Equally, learning from MTR and Nilgiris cases, Biyani must put in place a virtuous cycle of incremental value creation and reinvestment in the Nilgiris business so that its organic growth impulses are preserved. It is not clear from the reports if the Nilgiris brand has been acquired by the Future Group for perpetuity or for only a limited period. The respect the Future Group would give to the Nilgiris brand could well determine how the loyal customers and the past owners, the Mudaliyar family, would respond to the treatment of the Nilgiris brand by Biyani (By way of a comparison, Microsoft may not admit it but Nokia getting into the tablet space based on rival Android platform within days of Microsoft phasing out the Nokia brand of smart phones is not a great signal for Microsoft Devices business!). The stakes for Biyani and the Future Group are high.

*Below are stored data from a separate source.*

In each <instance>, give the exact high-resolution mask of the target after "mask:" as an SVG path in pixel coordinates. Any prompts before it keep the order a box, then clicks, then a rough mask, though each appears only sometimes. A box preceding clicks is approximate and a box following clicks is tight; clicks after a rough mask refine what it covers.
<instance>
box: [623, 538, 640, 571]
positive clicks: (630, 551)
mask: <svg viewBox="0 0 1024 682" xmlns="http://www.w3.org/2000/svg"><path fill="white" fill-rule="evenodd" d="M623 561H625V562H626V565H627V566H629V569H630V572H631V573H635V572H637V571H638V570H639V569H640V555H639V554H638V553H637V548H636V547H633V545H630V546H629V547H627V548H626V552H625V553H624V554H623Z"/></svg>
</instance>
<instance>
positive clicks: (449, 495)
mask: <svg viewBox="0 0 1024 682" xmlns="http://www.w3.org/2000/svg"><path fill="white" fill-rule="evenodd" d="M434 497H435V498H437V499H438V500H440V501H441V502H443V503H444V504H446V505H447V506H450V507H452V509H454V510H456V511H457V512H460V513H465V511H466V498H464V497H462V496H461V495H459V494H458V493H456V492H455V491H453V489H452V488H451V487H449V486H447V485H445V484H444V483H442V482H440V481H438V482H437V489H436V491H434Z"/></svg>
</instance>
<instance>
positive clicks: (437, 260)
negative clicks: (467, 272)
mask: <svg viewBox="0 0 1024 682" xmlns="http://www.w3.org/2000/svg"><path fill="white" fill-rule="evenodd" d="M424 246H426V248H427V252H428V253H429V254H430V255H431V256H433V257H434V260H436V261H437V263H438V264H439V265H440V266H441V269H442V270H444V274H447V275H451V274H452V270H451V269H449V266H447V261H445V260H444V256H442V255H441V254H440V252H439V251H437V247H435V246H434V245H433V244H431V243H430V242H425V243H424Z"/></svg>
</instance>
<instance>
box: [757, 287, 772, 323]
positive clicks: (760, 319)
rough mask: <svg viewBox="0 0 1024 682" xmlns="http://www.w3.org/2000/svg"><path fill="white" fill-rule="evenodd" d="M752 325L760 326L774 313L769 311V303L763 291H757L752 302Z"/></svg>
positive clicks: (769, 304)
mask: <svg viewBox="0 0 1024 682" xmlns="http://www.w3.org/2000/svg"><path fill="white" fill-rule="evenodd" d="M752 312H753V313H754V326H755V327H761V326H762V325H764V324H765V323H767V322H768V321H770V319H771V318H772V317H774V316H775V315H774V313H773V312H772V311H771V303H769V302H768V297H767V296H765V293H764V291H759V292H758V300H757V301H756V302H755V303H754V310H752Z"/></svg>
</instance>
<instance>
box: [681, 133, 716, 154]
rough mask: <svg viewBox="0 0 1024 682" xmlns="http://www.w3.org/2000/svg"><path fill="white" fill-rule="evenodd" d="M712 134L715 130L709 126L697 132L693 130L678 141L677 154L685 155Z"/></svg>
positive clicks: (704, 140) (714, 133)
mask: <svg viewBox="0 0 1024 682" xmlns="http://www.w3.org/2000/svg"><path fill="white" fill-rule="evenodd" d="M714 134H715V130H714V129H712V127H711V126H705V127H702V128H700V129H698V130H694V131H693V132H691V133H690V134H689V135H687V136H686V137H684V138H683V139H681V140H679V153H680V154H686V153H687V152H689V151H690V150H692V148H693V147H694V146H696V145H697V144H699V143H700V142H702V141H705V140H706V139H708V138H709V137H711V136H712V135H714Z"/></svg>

If the acquisition is handled poorly, the retail business could be at crossroads in not too distant a future again; on the other hand, as the well-wishers of Nilgiris and the Future Group desire, if the acquisition is integrated harmoniously and scaled up judiciously it could help the Future Group scale new azure heights (Nilgiris, as freely translated in Sanskrit) and the acquired Nilgiris business could move into a new future of sky-high potential!